Abstract:
Nel corso del XX secolo si è compreso come il patrimonio culturale potesse costituire una risorsa per lo sviluppo dell’economia di un Paese. Di conseguenza si è assistito a casi di sfruttamento dei beni culturali che hanno spinto la letteratura critica a parlare di eccessiva mercificazione del patrimonio. Se un bene culturale, considerato merce alla stregua degli altri prodotti sul mercato, venisse sfruttato in funzione del valore d’uso che possiede, si danneggerebbe quello che è il suo valore intrinseco, quell’essenza che Walter Benjamin definisce l’aura di un un’opera d’arte. Su questo tema si analizzano due opposti filoni di pensiero che intendono la reificazione da un lato come un’opportunità per la valorizzazione dei beni culturali, dall’altro come una minaccia per l’autenticità e il suo valore intrinseco.

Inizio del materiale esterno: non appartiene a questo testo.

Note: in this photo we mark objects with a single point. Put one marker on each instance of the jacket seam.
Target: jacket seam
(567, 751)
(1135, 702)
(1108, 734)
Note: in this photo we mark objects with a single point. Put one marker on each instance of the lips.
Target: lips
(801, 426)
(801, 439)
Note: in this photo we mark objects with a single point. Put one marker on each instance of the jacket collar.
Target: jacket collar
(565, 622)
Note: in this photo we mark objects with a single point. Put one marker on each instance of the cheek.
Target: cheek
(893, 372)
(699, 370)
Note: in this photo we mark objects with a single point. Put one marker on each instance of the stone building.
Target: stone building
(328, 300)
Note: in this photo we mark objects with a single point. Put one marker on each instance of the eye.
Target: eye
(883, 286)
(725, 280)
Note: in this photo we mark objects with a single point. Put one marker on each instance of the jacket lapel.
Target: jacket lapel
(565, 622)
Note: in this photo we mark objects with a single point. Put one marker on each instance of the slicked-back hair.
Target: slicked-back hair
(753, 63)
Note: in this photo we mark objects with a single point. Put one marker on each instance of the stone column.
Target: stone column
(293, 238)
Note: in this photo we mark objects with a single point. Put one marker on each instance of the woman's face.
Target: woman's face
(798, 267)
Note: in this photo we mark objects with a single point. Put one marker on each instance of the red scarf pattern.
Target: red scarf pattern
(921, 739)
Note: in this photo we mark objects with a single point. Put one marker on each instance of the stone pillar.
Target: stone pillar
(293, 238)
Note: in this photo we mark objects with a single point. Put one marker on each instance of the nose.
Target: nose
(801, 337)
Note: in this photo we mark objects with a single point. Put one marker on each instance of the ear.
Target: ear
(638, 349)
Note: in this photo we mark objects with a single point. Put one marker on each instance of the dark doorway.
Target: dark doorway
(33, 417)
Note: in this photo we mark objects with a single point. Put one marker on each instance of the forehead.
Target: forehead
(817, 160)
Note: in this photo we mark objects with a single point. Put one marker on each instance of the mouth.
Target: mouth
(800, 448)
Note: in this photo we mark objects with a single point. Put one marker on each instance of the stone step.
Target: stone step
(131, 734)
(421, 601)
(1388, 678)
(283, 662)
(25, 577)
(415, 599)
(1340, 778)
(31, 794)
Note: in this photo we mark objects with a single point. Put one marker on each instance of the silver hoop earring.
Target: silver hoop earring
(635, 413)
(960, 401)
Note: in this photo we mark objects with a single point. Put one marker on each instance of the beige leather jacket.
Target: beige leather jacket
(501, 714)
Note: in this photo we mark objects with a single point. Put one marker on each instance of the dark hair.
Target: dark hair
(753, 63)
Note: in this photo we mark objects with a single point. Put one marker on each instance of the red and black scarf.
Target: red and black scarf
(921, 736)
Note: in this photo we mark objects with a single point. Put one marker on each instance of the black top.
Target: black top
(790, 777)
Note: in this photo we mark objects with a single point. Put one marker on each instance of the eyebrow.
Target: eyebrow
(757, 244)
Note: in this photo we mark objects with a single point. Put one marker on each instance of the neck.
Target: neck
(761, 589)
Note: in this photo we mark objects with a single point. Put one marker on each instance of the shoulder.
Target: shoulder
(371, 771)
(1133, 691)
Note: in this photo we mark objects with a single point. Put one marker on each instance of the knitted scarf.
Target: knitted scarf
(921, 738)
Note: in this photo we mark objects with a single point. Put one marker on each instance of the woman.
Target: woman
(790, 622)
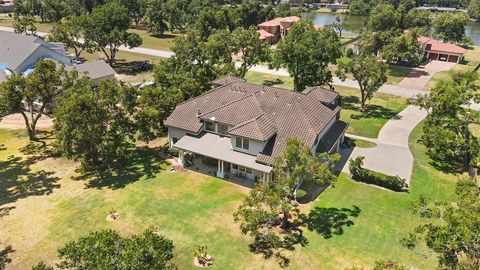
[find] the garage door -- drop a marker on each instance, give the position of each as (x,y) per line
(433,56)
(452,58)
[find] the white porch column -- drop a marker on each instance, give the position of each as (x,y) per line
(181,161)
(220,171)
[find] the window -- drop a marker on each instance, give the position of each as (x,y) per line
(242,143)
(246,144)
(209,126)
(222,129)
(238,142)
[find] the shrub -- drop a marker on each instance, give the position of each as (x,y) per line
(301,195)
(361,174)
(349,52)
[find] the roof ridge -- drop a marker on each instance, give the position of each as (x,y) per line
(246,122)
(228,104)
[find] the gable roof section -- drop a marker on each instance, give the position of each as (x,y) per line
(257,112)
(260,128)
(16,48)
(437,45)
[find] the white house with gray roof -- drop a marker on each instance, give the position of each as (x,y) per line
(241,127)
(21,52)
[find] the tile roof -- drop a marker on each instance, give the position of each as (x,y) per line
(437,45)
(279,20)
(257,112)
(219,147)
(321,94)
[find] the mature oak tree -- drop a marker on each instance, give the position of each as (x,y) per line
(107,249)
(270,214)
(106,29)
(32,95)
(453,232)
(96,125)
(447,128)
(306,54)
(368,71)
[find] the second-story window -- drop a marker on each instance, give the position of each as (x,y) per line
(222,129)
(242,143)
(210,126)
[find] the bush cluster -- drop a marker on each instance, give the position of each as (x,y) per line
(361,174)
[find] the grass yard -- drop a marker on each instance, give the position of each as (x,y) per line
(153,42)
(378,111)
(41,26)
(266,79)
(397,74)
(44,205)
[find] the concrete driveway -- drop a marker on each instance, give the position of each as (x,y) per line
(392,154)
(420,76)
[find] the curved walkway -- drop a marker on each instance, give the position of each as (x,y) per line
(392,154)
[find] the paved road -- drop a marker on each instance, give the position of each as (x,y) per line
(392,154)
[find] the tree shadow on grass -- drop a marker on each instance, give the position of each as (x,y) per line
(331,221)
(142,162)
(4,258)
(19,180)
(371,110)
(132,67)
(276,81)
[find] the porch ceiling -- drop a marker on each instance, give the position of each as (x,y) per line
(218,147)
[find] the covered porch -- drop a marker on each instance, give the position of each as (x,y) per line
(213,154)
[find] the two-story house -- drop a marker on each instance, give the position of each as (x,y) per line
(244,126)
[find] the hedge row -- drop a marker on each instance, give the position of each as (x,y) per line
(361,174)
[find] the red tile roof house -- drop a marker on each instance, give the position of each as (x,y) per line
(278,28)
(437,50)
(239,127)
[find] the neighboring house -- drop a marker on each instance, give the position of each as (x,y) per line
(242,127)
(96,70)
(6,6)
(21,52)
(276,29)
(433,50)
(438,50)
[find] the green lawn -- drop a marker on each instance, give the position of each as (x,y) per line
(448,74)
(378,111)
(164,42)
(266,79)
(350,224)
(397,74)
(41,26)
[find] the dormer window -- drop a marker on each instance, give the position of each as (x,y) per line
(209,126)
(242,143)
(222,129)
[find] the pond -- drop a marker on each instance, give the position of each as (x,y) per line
(355,24)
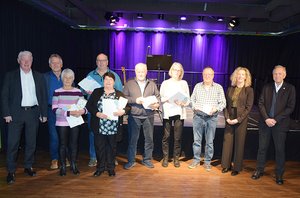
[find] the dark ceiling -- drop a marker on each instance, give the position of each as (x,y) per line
(273,17)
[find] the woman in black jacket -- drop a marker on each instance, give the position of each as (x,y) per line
(105,129)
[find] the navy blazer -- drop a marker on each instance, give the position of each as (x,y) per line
(284,106)
(11,96)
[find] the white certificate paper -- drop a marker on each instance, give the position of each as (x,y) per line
(122,102)
(148,101)
(180,97)
(207,109)
(89,84)
(109,107)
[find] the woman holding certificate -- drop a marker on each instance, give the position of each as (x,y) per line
(106,115)
(175,96)
(239,98)
(68,113)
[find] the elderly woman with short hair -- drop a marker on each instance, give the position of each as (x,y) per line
(105,129)
(173,111)
(62,99)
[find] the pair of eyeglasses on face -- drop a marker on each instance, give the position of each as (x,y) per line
(98,60)
(178,70)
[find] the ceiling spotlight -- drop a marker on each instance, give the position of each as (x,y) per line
(139,16)
(200,18)
(220,19)
(120,14)
(233,23)
(182,18)
(161,16)
(111,18)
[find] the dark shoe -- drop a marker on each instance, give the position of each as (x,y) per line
(165,162)
(279,180)
(62,171)
(234,173)
(74,168)
(29,172)
(257,174)
(111,173)
(97,173)
(147,163)
(11,178)
(176,162)
(129,165)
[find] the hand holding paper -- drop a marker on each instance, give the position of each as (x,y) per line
(148,101)
(89,84)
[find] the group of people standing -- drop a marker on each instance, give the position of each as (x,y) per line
(27,94)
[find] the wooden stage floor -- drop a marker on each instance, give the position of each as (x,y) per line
(143,182)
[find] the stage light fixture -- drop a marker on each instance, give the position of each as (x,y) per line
(233,22)
(161,16)
(220,19)
(120,14)
(200,18)
(111,18)
(139,15)
(182,18)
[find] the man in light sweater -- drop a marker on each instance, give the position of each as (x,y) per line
(138,91)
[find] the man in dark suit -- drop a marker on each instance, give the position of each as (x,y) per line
(276,103)
(24,103)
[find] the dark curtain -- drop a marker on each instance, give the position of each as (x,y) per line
(25,28)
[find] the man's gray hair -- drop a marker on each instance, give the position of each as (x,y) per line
(67,72)
(24,53)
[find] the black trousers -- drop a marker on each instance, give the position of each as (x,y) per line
(29,121)
(178,124)
(105,147)
(234,143)
(68,141)
(279,137)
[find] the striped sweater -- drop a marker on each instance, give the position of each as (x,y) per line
(61,100)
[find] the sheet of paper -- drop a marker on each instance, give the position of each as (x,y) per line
(81,103)
(148,101)
(72,120)
(207,109)
(181,97)
(122,102)
(75,121)
(89,84)
(109,107)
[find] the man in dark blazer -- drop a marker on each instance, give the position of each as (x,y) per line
(276,103)
(24,104)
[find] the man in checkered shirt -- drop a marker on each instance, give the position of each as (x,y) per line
(208,99)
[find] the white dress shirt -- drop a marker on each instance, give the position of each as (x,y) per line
(28,89)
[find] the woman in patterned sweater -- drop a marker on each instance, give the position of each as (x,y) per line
(62,99)
(104,128)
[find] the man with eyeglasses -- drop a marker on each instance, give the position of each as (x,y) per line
(97,75)
(208,99)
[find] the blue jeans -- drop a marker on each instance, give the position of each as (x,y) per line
(204,125)
(91,139)
(53,136)
(134,125)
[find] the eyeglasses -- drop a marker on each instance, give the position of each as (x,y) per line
(178,70)
(98,60)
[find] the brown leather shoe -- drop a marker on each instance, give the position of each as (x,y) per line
(257,174)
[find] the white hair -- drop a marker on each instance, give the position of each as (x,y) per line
(68,72)
(24,53)
(140,65)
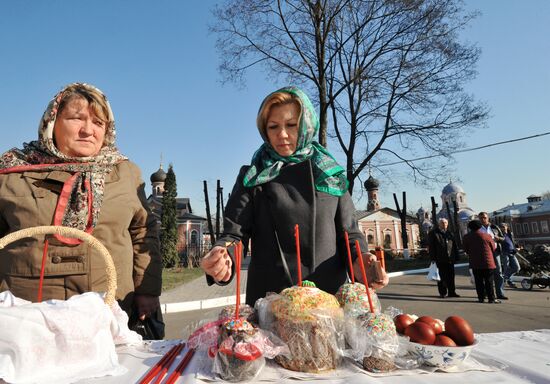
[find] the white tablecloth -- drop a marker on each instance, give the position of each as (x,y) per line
(515,357)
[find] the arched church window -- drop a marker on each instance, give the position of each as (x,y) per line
(194,237)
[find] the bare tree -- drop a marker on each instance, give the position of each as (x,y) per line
(388,73)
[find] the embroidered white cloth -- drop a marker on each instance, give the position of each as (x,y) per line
(61,341)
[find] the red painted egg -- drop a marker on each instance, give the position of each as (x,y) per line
(459,330)
(436,326)
(444,341)
(402,321)
(420,332)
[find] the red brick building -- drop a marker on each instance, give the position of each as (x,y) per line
(192,230)
(530,222)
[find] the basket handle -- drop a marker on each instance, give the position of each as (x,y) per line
(73,233)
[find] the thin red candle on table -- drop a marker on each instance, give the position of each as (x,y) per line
(364,273)
(238,251)
(352,275)
(155,369)
(181,367)
(298,258)
(168,363)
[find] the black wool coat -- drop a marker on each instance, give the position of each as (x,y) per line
(267,215)
(442,246)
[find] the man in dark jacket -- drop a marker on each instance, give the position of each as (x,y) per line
(480,247)
(443,251)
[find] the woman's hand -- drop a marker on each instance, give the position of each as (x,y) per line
(376,279)
(146,305)
(217,264)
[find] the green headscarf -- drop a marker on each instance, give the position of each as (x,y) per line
(328,175)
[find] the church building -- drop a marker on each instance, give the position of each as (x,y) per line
(192,229)
(382,225)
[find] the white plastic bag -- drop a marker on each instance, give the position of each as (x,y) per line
(433,272)
(60,341)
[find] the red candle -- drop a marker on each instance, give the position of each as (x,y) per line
(364,273)
(238,251)
(349,258)
(298,259)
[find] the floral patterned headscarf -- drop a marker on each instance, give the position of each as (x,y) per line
(80,200)
(328,175)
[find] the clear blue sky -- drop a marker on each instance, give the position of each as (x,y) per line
(157,63)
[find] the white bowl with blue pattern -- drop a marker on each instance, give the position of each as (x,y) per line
(441,356)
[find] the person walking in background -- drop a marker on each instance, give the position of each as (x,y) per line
(443,250)
(508,259)
(495,233)
(480,246)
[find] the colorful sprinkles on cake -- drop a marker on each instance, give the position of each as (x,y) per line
(355,296)
(297,303)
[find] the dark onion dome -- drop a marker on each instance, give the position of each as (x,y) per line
(159,176)
(371,183)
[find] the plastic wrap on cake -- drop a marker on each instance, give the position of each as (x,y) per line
(245,311)
(354,299)
(373,341)
(310,322)
(237,347)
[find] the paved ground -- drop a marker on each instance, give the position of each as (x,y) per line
(526,310)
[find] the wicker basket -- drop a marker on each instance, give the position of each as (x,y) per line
(73,233)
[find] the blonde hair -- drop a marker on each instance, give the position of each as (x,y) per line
(275,99)
(95,99)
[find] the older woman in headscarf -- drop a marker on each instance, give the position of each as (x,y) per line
(74,176)
(292,180)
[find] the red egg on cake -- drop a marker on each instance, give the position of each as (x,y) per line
(402,321)
(459,330)
(419,332)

Attraverso le riflessioni dei filosofi Walter Benjamin, Theodor Adorno e Guy Debord, si approfondisce il legame che unisce arte, merce e industria, analizzando i cambiamenti subiti dall’arte nella società contemporanea. La promozione del culto fantasmagorico per la merce promosso dal capitalismo, l’organizzazione dell’arte attorno al sistema dell’industria culturale e la possibilità di riprodurre meccanicamente un’opera, avrebbero modificato le modalità di percezione e fruizione dell’arte stessa, segnando la perdita del carattere auratico che contraddistingueva le opere d’arte.